Of course, you can paste the GUID more times to reduce how often you have to reimport the key.

Also important to remember to redo this procedure if there are any changes to network adapters.

Solution 2:

It seems to me that the VPN tunnel somehow takes precedence over the local area interface directing DNS traffic to the VPN DNS servers (you could check the request on these servers to verify this behavior if you have access to them or someone can verify this behavior for you).

That I cannot, entirely, explain since the binding order indicates differently. According to this post here (see the higher scoring answer) Windows has a different perception when it comes to this, choosing a higher priority channel depending on the speed of the connection NOT on the adapter binding order. So for testing's sake try the following to change this automatic behavior: 1) go to Network connections and for each one do 2) IP v4 properties 3) Advanced 4) Disable "Automatic Metric" 5) Manually put a metric of 1 for your local connection and a metric of 2 on your VPN connection (PPP). That way it will sort of hard wire the path to the local DNS servers as preferred over the remote DNS.

Hope this helps!

Solution 3:

As stated, this is a split tunneling issue.

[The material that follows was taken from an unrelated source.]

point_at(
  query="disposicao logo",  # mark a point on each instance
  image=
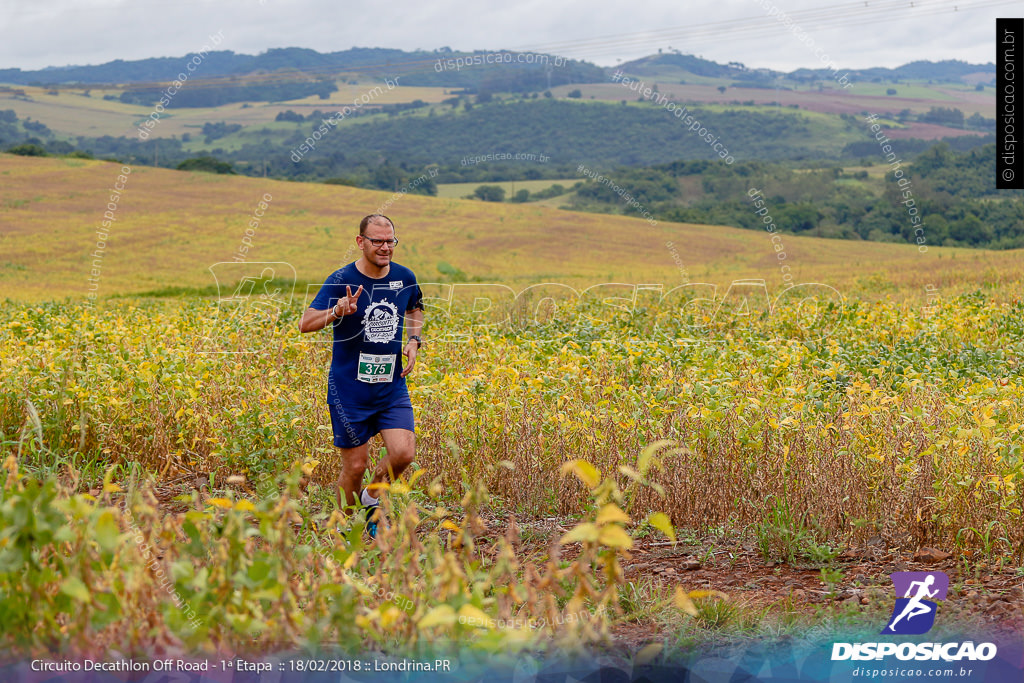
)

Three fixes, recommend #2 because it is easy and will have good performance if using a good box with VMware Workstation 8

1 - Enable split tunneling - insecure and may require work on the client's side. Not likely to happen, IT security gestapo going to shut you down.

2 - Virtualized desktop approach - P2V your existing desktop and turn it into a VM. Use the VM to VPN to the client. You keep your desktop, and can switch into it and out of it as needed.

3 - Virtualized server approach - P2V your existing desktop and turn it into a VM, then put it on a free version of ESXi. You keep your desktop, and can switch to the VM as needed via a console. This may be slow...

Solution 4:

Unfortunately, Windows VPN is not able to do "Split-DNS". You can however remove the DNS Server from the VPN connection after you have connected to the remote site.

You can do this by issuing:

netsh interface ipv4 delete dnsservers name="name of the VPN" address=all validate=no

You HAVE to do this every time you connect to the VPN Network.

Solution 5:

Your VPN tunnel is between the client and the client network. Sounds like it isn't using split tunnelling, which will stop you accessing resources on your own network while the tunnel is up.

So you (or your client) need to enable split tunneling, or you need an extra network connection and customised route table to access both networks at the same time.